Now that I was walking into the Global Village, the laid back and personal area of the event, there was a protest right on the walkway. On one side, a handful of youth with signs stating that condom usage had not diminished the rates of HIV infection, but abstinence had. At the other end of the walkway, the youth groups, the sex workers and other allies where yelling out that they were responsible for their bodies, no one else, and yes to condoms and protection. The first group didn't take long to go on their way and try to find another area where they could manifest.

On the other hand, I experience my own prejudices when I see so much activism in favor for human rights for drug addicts living with HIV, or the rights of HIV positive people to have children in spite of the risk of passing it on. Their arguments are absolutely valid when stating that having this disease doesn't take away their humanity, nor their wishes, dreams and aspirations of their lives, and that they don't wish to be defined by a factor like their decision. And well, everyone, regardless of the decisions they make are human, and have rights that should be protected. And so it happens that many times people with HIV-AIDS have no access to medication for palliative care and pain management.

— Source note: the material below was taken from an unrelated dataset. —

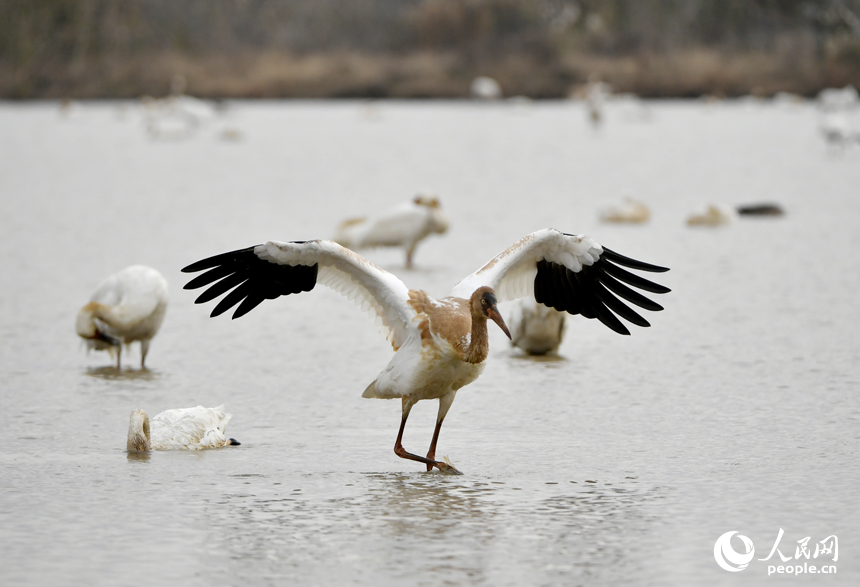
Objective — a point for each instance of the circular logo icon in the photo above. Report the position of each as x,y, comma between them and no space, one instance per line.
728,558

Still, I walk into these talks with skepticism, but I walk out convinced that they are right. Only that one never hears about these issues. Is like the problem is someone elses. Something that has become very clear about this conference is that ALL of us are at risk. ALL. Those of us who are monogamous and have a stable partner as well. Because one never knows. One believes one knows a person until one realizes that they gave you something. But at least know I know better to think that getting HIV is the end of the world. Because what I´ve seen while here are so many positive role models for positive people. So many people who work really hard for other people's rights, so that everyone can have access to life-saving medication, to health, to a decent job, free of discrimination. So many people who haven't let themselves go because of a diagnosis. People who have looked for a way out to being able to live with a condition that has yet no cure. And I can't help but admire them.